All of the moves are being made, according to insiders, because the company has been unable to generate sufficient advertising revenue to sustain the programming and talent costs. Total Chicago radio revenue is down 11 percent from last year, according to Miller Kaplan Arase market figures for October 2014.
The GameTribune Media launched The Game 87.7 last February on a low-power television frequency that doubles as an FM radio signal. Leased from Venture Technologies Group, which owns the license, the station previously drew respectable ratings for smooth jazz and hard rock music formats. Despite programming and marketing support from news/talk WGN and its status as the only sports/talk station on FM, the upstart competitor to CBS Radio’s WSCR AM 670 and ESPN’s WMVP AM 1000 never caught on.
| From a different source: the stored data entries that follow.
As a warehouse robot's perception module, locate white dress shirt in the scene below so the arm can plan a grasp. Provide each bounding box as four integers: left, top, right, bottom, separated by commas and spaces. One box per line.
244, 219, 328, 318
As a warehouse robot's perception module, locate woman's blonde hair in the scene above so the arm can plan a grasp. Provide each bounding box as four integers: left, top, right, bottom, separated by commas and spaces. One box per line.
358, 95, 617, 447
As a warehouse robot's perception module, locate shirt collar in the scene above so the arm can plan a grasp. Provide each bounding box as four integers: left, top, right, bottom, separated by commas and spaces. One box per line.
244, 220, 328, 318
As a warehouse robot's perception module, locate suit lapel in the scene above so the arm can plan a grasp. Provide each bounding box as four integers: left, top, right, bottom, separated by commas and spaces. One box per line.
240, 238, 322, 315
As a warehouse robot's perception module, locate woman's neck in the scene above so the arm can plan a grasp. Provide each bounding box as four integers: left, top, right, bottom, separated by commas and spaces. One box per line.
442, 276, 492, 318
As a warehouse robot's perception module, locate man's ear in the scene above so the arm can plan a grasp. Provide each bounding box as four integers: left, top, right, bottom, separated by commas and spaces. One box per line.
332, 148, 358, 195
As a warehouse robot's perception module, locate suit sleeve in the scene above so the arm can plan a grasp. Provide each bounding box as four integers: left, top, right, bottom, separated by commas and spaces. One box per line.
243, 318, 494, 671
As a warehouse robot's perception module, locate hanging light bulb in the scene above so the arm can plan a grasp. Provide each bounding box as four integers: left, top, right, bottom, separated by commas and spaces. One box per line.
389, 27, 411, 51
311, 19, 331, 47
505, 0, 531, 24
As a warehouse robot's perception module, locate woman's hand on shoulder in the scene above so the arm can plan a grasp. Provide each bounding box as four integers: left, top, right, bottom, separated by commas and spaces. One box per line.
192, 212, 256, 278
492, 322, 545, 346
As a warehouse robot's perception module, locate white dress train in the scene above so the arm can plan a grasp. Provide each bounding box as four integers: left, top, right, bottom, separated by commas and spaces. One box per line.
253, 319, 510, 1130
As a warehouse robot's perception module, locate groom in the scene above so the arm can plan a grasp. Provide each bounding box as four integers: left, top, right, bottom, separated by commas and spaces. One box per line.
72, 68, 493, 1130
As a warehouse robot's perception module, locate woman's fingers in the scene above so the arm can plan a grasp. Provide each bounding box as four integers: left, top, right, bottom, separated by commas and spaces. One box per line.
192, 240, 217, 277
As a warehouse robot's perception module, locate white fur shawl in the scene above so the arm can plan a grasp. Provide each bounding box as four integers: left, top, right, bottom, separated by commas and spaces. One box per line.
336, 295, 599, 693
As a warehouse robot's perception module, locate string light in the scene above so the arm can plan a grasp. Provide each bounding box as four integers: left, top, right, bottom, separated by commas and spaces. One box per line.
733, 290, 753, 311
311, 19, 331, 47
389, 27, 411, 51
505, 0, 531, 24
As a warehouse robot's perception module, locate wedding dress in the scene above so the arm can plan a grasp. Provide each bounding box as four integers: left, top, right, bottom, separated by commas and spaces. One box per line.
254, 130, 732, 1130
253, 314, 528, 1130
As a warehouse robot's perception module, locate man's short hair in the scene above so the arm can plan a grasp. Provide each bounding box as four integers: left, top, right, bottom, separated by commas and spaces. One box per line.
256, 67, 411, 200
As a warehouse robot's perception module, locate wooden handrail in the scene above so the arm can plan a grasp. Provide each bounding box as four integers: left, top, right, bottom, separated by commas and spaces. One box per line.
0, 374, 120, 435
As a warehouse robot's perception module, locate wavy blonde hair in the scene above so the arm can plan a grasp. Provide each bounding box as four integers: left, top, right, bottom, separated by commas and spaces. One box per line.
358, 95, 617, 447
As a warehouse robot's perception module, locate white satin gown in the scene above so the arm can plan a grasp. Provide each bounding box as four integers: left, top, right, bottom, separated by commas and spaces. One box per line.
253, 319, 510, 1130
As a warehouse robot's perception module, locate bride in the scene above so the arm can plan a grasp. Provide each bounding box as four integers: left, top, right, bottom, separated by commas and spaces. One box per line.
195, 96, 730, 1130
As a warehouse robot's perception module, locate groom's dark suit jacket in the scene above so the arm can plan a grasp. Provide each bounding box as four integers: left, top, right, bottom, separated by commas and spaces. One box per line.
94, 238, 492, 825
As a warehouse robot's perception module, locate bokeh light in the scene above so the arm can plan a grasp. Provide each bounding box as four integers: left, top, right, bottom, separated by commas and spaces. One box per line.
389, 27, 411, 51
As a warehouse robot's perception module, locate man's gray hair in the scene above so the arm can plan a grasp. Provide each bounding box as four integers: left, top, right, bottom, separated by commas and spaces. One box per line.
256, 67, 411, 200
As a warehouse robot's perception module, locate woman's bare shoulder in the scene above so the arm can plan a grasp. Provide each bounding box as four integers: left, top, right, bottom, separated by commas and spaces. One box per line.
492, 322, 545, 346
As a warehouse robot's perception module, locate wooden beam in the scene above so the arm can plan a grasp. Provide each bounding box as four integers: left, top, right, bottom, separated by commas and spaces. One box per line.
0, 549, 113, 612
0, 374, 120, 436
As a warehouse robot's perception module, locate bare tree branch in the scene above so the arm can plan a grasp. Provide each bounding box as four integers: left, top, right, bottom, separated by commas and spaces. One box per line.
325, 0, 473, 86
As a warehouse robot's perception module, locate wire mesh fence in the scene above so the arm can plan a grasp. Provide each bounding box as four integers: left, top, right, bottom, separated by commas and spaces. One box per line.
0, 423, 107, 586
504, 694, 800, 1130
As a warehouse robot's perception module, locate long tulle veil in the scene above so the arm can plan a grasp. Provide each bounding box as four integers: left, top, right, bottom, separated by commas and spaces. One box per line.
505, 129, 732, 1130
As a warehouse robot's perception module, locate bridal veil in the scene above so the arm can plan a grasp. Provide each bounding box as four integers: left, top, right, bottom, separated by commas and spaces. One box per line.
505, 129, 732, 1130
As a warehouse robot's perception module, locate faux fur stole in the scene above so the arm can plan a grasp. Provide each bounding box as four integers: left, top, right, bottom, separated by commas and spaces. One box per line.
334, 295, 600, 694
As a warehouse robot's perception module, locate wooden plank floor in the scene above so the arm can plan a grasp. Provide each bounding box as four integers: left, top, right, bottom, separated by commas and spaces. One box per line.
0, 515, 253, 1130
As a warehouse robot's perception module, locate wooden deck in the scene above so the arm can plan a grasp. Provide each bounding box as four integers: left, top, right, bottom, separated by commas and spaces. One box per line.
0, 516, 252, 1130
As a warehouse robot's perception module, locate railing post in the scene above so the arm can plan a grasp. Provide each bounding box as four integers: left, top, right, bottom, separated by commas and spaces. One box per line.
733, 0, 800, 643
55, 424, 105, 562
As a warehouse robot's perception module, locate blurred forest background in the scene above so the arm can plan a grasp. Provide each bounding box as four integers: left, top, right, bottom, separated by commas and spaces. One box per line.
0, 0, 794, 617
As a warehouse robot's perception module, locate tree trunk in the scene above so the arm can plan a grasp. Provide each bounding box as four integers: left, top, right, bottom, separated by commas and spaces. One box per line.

“Rick Renteria lasted longer than us,” Finfer said on the air. “Who would have thought Marc Trestman would make it past midseason and not us?”
The hosts attempted to reach Feder — a reporter — to get more information about the future of their station during the show.
Welp…guess what we're going to talk about next on @QuigsAndFinfer.
— Alex Quigley (@alexquigley) November 20, 2014
Huge thanks to @RobertFeder for breaking that news while we're on the air. Rather be first than worry about people's feelings.